Vielleicht sind die OP-Schwestern nur zu nah an den Chirurgen, so dass die Menschlichkeit, beziehungsweise das Mitgefühl allmählich schwindet… Man muss klar sagen, dass gerade Chirurgen sich emotional abgrenzen müssen. Aber die Ethik und Deontologie aller Berufe im öffentlichem Gesundheitssystem bleibt bestehen – Streik oder nicht Streik. Tausende Chirurgien wurden bereits verschoben, allein in den ersten 15 Tagen im Januar wurden 2.657 Operationen nicht durchgeführt. Das betrifft Menschen, die bei sowieso schon viel zu langen Wartezeiten, weiter leiden müssen.

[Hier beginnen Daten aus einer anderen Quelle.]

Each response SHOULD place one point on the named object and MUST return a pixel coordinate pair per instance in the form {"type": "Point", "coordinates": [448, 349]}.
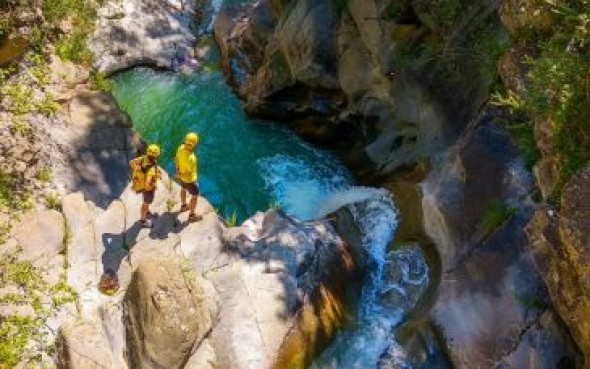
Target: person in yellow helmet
{"type": "Point", "coordinates": [149, 173]}
{"type": "Point", "coordinates": [186, 172]}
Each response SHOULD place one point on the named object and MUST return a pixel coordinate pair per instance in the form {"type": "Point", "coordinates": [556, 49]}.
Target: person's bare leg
{"type": "Point", "coordinates": [182, 197]}
{"type": "Point", "coordinates": [145, 207]}
{"type": "Point", "coordinates": [193, 205]}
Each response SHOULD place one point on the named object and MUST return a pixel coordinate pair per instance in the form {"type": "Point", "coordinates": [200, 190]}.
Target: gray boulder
{"type": "Point", "coordinates": [492, 305]}
{"type": "Point", "coordinates": [170, 311]}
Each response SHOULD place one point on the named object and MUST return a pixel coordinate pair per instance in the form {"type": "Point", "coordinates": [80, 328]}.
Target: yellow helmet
{"type": "Point", "coordinates": [191, 138]}
{"type": "Point", "coordinates": [153, 150]}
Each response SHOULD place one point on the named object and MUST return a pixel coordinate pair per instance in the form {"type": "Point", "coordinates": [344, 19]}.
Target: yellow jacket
{"type": "Point", "coordinates": [186, 165]}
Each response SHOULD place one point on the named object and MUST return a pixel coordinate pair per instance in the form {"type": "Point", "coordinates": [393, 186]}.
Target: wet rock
{"type": "Point", "coordinates": [99, 143]}
{"type": "Point", "coordinates": [203, 358]}
{"type": "Point", "coordinates": [286, 295]}
{"type": "Point", "coordinates": [169, 311]}
{"type": "Point", "coordinates": [559, 244]}
{"type": "Point", "coordinates": [483, 169]}
{"type": "Point", "coordinates": [163, 29]}
{"type": "Point", "coordinates": [491, 298]}
{"type": "Point", "coordinates": [524, 16]}
{"type": "Point", "coordinates": [336, 76]}
{"type": "Point", "coordinates": [41, 235]}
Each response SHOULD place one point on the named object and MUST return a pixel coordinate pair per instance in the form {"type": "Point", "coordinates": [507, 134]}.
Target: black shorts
{"type": "Point", "coordinates": [148, 196]}
{"type": "Point", "coordinates": [191, 187]}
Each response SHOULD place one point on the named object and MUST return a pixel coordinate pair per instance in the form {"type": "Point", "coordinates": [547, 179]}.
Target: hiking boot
{"type": "Point", "coordinates": [194, 218]}
{"type": "Point", "coordinates": [146, 223]}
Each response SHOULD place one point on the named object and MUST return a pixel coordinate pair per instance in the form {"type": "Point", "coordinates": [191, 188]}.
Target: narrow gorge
{"type": "Point", "coordinates": [384, 184]}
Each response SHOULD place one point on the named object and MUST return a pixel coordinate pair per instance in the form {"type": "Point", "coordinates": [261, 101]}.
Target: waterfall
{"type": "Point", "coordinates": [392, 286]}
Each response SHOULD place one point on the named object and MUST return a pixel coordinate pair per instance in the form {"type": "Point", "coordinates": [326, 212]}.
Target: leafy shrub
{"type": "Point", "coordinates": [24, 338]}
{"type": "Point", "coordinates": [100, 82]}
{"type": "Point", "coordinates": [44, 175]}
{"type": "Point", "coordinates": [74, 48]}
{"type": "Point", "coordinates": [495, 215]}
{"type": "Point", "coordinates": [559, 88]}
{"type": "Point", "coordinates": [52, 201]}
{"type": "Point", "coordinates": [524, 136]}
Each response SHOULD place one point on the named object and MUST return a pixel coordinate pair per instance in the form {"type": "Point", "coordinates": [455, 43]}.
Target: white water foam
{"type": "Point", "coordinates": [298, 185]}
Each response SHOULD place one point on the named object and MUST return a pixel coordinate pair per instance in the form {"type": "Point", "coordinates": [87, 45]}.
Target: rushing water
{"type": "Point", "coordinates": [246, 165]}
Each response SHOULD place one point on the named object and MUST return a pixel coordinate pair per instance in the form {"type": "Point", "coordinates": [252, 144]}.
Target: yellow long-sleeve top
{"type": "Point", "coordinates": [186, 164]}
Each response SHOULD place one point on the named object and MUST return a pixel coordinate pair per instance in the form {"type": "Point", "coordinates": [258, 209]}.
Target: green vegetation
{"type": "Point", "coordinates": [444, 14]}
{"type": "Point", "coordinates": [100, 82]}
{"type": "Point", "coordinates": [12, 198]}
{"type": "Point", "coordinates": [44, 175]}
{"type": "Point", "coordinates": [52, 201]}
{"type": "Point", "coordinates": [558, 88]}
{"type": "Point", "coordinates": [232, 220]}
{"type": "Point", "coordinates": [524, 137]}
{"type": "Point", "coordinates": [24, 337]}
{"type": "Point", "coordinates": [495, 215]}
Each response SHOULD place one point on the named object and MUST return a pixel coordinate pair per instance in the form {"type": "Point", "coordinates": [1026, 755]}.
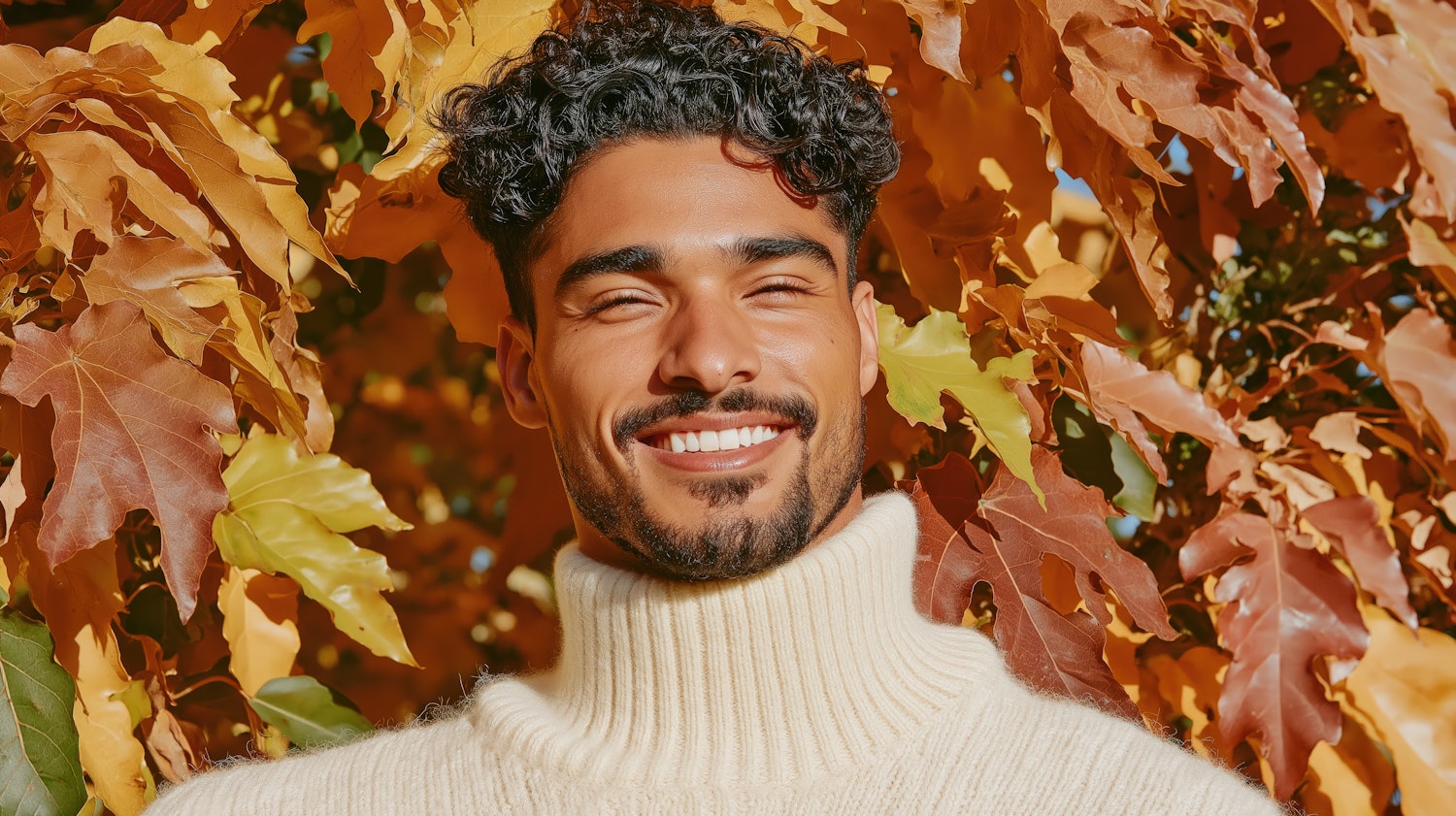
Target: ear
{"type": "Point", "coordinates": [862, 302]}
{"type": "Point", "coordinates": [514, 354]}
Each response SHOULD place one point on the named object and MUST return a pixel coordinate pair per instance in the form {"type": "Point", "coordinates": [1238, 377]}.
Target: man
{"type": "Point", "coordinates": [676, 204]}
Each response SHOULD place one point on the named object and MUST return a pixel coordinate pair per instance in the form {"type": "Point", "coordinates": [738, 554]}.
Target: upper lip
{"type": "Point", "coordinates": [713, 422]}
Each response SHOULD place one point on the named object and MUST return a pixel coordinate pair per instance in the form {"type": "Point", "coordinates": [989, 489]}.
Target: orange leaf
{"type": "Point", "coordinates": [133, 429]}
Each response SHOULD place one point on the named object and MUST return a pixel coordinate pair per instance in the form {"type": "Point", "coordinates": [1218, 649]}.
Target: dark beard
{"type": "Point", "coordinates": [727, 547]}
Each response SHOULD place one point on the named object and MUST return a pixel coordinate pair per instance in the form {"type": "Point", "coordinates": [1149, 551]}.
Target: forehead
{"type": "Point", "coordinates": [681, 197]}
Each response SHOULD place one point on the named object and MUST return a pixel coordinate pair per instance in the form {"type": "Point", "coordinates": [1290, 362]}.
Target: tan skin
{"type": "Point", "coordinates": [689, 309]}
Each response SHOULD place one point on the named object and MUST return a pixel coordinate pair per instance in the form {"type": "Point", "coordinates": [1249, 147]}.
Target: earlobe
{"type": "Point", "coordinates": [514, 357]}
{"type": "Point", "coordinates": [862, 302]}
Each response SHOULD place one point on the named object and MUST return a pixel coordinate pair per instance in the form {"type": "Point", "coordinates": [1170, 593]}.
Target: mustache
{"type": "Point", "coordinates": [792, 408]}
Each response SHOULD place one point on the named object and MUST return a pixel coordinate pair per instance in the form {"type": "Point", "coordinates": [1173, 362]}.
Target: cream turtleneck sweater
{"type": "Point", "coordinates": [811, 688]}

Dieser Streik wird durch eine Spendenaktion unterstützt, die jedem Streikenden etwa 47 Euro pro Streiktag zukommen lässt. Eine Untersuchung soll feststellen, ob bei dieser Finanzierung des Streiks alles mit rechten Dingen zugeht. Denn es besteht der Verdacht, dass nicht nur Solidarität die 784.000 € auf der Internetplattform zusammenkommen ließ. Die Verantwortlichen garantieren, dass etwa 14.000 kleine Spenden von Privatpersonen in Höhe von 15-20 € eingezahlt wurden. Die Crowdfunding-Plattform bekommt etwa 33.000 € Kommission, doch daran stößt sich die Behörde ASAE, die für Lebensmittelsicherheit und Wirtschaftskriminalität zuständig ist, nicht.
Der Verdacht liegt nahe, dass Privatkliniken und private Krankenversicherungen, die immer stärker werden, die Gesundheitssysteme in Portugal und weltweit privatisieren wollen. Diese Lobby profitiert nicht nur von den vielen Operationen, die sie jetzt übernehmen (von Leuten die Geld haben), sondern auch vom Prestigeverlust und der weiteren Zerstörung des öffentlichem Gesundheitssystems. Ein Thema, dass wir auch aus Deutschland und vielen anderen Ländern kennen und an dem wir dran bleiben!